Brazil's government on Thursday unveiled a bill to be sent to Congress under which additional revenue from higher oil prices, driven by the U.S.-Israel conflict with Iran, would offset cuts to federal taxes on fuels.

Planning Minister Bruno Moretti said the proposal aims for full fiscal neutrality, with tax reductions contingent on the extra revenue generated by the rise in oil prices. Finance Minister Dario Durigan said the government is working on a "calibrated reduction" lasting two months.

The move comes as President Luiz Inacio Lula da Silva's government seeks to mitigate the impact of higher oil prices on consumers due to the conflict in the Middle East.

"People cannot be made to pay the price of this war," said Jose Guimaraes, minister of institutional relations.

Lula heads toward an October re-election bid, having seen his lead over main rival senator Flavio Bolsonaro evaporate, with polls now showing them tied.

The leftist leader's administration last month scrapped federal taxes on diesel, and announced subsidies for cooking gas. It also zeroed federal levies on biodiesel blended into diesel and on jet fuel.

According to Moretti, the bill's approval would allow the government to issue a decree to reduce federal taxes PIS, Cofins and CIDE where they apply to fuels. While PIS and Cofins are broad-based levies on company revenue, embedded across the economy, CIDE is a regulatory tax.

The calculation of additional revenue from higher oil prices would include oil sales by Brazilian state-run oil company PPSA, as well as royalties and dividends linked to the oil and gas sector, compared with the government's original revenue projections for the year in the budget law.

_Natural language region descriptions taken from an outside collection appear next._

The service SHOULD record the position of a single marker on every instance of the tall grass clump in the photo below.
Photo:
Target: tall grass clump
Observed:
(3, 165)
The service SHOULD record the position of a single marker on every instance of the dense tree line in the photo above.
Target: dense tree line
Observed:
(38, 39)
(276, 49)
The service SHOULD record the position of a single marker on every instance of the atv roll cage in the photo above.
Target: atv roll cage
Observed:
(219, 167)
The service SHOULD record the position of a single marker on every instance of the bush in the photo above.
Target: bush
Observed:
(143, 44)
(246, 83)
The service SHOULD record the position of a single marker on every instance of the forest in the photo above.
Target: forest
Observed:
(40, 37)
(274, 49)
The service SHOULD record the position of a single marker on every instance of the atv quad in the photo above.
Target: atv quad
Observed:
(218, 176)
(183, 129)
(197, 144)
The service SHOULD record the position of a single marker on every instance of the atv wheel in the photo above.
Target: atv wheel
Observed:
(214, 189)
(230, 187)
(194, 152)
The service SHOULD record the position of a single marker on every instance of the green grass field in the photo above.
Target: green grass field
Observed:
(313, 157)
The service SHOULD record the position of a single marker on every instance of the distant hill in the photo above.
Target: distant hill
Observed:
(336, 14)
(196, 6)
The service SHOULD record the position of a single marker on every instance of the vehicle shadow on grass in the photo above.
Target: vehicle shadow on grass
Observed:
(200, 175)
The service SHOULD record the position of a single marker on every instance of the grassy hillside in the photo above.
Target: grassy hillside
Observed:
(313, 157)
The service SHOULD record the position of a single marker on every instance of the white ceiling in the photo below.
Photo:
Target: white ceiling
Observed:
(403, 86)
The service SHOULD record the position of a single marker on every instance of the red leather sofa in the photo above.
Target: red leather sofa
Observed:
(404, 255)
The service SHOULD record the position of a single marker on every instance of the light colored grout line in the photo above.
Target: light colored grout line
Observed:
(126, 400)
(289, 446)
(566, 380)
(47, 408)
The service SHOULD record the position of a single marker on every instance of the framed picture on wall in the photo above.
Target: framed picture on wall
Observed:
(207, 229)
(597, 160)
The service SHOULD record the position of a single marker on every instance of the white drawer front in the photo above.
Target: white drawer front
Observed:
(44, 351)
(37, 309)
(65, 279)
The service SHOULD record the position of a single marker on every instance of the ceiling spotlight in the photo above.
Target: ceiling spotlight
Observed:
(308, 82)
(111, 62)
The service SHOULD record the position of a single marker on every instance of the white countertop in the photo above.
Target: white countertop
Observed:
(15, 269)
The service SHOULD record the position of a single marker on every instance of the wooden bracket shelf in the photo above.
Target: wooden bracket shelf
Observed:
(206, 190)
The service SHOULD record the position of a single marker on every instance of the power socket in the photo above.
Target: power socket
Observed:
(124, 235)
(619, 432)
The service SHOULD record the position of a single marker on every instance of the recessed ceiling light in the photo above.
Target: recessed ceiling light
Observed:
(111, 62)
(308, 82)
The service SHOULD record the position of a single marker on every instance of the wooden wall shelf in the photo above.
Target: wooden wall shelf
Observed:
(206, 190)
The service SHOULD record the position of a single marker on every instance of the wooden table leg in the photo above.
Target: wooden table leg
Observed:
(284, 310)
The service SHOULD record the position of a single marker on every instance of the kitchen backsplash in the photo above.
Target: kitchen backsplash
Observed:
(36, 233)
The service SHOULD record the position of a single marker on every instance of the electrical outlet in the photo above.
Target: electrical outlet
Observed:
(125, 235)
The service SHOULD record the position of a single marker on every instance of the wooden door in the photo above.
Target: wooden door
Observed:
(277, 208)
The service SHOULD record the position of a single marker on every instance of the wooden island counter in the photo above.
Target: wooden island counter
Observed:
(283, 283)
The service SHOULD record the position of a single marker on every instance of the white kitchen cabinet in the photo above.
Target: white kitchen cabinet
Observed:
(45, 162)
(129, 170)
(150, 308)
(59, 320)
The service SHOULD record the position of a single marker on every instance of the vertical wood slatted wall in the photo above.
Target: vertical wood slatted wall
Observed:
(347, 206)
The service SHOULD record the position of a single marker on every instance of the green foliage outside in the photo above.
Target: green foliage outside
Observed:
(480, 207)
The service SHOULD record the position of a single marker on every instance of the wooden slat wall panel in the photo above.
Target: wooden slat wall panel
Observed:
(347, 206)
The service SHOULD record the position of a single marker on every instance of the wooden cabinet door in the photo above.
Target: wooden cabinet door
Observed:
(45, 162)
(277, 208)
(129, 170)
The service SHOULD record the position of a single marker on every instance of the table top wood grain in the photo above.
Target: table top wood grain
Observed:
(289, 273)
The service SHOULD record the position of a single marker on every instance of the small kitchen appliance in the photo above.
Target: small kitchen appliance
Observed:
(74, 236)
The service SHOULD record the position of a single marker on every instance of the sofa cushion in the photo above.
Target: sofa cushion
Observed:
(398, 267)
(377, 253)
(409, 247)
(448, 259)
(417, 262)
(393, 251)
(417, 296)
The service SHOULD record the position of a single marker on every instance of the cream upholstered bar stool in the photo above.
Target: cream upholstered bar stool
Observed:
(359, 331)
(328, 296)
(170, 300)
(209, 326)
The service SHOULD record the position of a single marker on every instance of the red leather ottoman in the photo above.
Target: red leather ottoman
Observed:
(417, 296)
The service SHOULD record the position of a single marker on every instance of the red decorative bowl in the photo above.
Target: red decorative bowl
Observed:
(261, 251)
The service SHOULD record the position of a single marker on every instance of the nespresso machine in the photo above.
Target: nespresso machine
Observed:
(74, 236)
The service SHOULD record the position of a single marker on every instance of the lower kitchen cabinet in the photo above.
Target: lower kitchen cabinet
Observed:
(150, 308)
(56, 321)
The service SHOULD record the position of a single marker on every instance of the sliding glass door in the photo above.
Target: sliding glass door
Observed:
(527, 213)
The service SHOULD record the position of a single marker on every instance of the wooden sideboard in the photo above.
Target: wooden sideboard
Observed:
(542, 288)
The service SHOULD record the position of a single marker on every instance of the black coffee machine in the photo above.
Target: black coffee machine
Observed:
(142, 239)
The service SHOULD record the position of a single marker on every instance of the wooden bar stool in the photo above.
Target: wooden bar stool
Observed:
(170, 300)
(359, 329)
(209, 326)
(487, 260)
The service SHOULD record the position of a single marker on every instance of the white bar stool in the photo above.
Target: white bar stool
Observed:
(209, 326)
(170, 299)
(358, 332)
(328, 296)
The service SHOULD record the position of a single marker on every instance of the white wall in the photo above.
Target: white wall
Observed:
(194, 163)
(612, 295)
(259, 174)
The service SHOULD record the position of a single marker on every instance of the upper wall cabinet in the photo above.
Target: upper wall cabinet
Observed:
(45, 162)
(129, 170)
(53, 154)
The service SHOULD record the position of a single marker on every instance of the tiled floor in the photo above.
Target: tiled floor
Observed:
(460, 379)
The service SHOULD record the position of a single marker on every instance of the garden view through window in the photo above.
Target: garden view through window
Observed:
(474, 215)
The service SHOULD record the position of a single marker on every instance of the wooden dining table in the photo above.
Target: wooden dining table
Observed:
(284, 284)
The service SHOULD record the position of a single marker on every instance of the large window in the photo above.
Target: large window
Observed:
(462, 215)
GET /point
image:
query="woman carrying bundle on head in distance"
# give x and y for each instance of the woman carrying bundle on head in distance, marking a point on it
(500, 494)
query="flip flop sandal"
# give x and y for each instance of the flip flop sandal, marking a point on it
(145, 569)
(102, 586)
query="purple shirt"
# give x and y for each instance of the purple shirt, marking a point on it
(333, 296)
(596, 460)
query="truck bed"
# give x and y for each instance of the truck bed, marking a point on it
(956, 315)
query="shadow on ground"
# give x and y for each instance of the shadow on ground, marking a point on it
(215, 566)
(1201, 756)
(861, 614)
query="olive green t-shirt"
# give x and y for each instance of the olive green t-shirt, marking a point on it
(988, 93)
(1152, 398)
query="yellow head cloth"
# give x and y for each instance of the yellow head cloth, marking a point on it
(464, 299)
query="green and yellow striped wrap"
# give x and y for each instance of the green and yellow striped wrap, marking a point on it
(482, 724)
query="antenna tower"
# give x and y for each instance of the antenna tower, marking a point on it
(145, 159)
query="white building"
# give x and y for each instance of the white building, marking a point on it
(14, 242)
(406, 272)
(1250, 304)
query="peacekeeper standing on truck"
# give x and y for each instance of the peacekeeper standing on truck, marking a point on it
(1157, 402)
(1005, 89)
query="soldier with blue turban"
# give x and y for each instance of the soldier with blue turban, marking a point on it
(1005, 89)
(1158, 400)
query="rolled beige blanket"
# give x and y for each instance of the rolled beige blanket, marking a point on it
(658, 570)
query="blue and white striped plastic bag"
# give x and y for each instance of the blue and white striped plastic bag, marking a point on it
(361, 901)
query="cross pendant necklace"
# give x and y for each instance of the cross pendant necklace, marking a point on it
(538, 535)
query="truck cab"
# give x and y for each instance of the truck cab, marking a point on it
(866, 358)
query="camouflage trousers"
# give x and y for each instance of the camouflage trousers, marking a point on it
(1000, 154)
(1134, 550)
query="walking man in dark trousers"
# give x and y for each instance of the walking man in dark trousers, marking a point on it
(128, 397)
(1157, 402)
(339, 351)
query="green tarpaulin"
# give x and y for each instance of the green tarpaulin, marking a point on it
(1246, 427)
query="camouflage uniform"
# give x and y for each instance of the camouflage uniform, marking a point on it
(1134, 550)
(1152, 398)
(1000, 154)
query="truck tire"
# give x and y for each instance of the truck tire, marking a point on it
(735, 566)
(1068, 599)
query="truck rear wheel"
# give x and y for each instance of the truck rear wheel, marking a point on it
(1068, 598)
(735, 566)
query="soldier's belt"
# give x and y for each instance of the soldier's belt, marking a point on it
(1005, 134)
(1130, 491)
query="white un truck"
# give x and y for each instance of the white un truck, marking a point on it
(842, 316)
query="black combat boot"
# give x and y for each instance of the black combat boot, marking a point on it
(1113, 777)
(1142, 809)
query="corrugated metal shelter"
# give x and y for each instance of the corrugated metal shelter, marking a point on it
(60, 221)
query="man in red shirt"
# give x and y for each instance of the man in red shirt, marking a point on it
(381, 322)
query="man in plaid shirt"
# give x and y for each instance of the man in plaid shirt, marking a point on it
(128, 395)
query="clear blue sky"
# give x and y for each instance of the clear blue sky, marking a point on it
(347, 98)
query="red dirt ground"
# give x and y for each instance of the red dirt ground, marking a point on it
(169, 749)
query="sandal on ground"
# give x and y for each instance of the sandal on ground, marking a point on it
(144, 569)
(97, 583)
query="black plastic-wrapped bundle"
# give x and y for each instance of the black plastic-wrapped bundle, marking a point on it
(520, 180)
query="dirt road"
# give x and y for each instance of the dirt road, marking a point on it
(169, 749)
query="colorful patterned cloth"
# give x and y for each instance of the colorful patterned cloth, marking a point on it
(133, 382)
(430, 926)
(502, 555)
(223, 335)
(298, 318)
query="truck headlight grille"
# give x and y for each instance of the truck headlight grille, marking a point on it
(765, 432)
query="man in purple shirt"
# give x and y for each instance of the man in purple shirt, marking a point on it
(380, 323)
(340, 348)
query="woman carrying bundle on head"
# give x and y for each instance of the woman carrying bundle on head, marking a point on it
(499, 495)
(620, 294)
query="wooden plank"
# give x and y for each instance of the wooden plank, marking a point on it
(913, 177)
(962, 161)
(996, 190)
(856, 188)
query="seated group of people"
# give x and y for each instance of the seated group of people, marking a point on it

"If the bill is approved by Congress, we will implement a partial reduction in taxes on gasoline and ethanol," Finance Minister Durigan said.

According to government estimates, each 10-cent of a real reduction in federal taxes on gasoline over a two-month period would cost 800 million reais ($159.70 million) in forgone revenue.

The Finance Ministry said in a statement earlier on Thursday the government would announce a reduction in some taxes on gasoline, but during the press conference Durigan said that no such measure would be unveiled.